Fenomena gres yang juga tampak menonjol dari kehadiran Muhammadiyah ialah, bahwa gerakan Islam yang murni dan berkemajuan itu dihadirkan bukan lewat jalur perorangan, tetapi melalui sebuah sistem organisasi. Menghadirkan gerakan Islam melalui organisasi merupakan terobosan waktu itu, ketika umat Islam masih dibingkai oleh kultur tradisional yang lebih mengandalkan kelompok-kelompok lokal menyerupai forum pesantren dengan tugas kyai yang sangat mayoritas selaku pemimpin informal. Organisasi terperinci merupakan fenomena modern kurun ke-20, yang secara cerdas dan adaptif telah diambil oleh Kyai Dahlan sebagai “washilah” (alat, instrumen) untuk mewujudkan impian Islam.
Mem-format gerakan Islam melalui organisasi dalam konteks kelahiran Muhammadiyah, juga bukan semata-mata teknis tetapi juga didasarkan pada referensi keagmaan yang selama ini menempel dalam alam pikiran para ulama mengenai qaidah “mâ lâ yatimm al-wâjib illâ bihi fa huwâ wâjib”, bahwa bila suatu urusan tidak akan tepat manakala tanpa alat, maka alat itu menjadi wajib adanya. Lebih fundamental lagi, kelahiran Muhammadiyah sebagai gerakan Islam melalui sistem organisasi, juga memperoleh referensi teologis sebagaimana tercermin dalam pemaknaan/penafsiran Surat Ali Imran ayat ke-104, yang memerintahkan adanya “sekelompok orang untuk mengajak kepada Islam, menyuruh pada yang ma‘ruf, dan mencegah dari yang munkar”. Ayat Al-Qur‘an tersebut di kemudian hari bahkan dikenal sebagai ”ayat” Muhammadiyah.

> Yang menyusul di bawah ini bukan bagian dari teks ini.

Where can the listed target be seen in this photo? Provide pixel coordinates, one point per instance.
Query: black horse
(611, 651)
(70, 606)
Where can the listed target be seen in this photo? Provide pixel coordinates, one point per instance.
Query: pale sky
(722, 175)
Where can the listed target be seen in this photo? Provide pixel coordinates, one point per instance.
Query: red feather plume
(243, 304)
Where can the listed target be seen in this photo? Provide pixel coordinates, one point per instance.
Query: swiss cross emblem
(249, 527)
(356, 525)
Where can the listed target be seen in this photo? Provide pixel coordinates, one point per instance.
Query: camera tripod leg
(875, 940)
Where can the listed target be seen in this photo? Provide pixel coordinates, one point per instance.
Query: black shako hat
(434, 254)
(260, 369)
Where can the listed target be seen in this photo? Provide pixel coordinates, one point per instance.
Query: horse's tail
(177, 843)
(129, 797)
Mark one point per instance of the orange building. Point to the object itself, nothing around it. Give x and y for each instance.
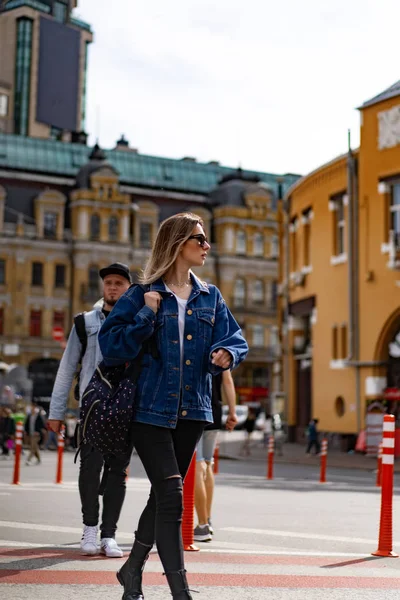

Muhammadiyah dengan ide Al-Qur‘an Surat Ali Imran 104 tersebut ingin menghadirkan Islam bukan sekadar sebagai pedoman “transendensi” yang mengajak pada kesadaran iman dalam bingkai tauhid semata. Bukan sekadar Islam yang murni, tetapi tidak acuh terhadap kehidup. Apalagi Islam yang murni itu sekadar dipahami secara parsial. Namun, lebih jauh lagi Islam ditampilkan sebagai kekuatan dinamis untuk transformasi sosial dalam dunia nyata kemanusiaan melalui gerakan “humanisasi” (mengajak pada serba kebaikan) dan “emanisipasi” atau “liberasi” (pembebasan dari segala kemunkaran), sehingga Islam diaktualisasikan sebagai agama Langit yang Membumi, yang menandai terbitnya fajar gres Reformisme atau Modernisme Islam di Indonesia.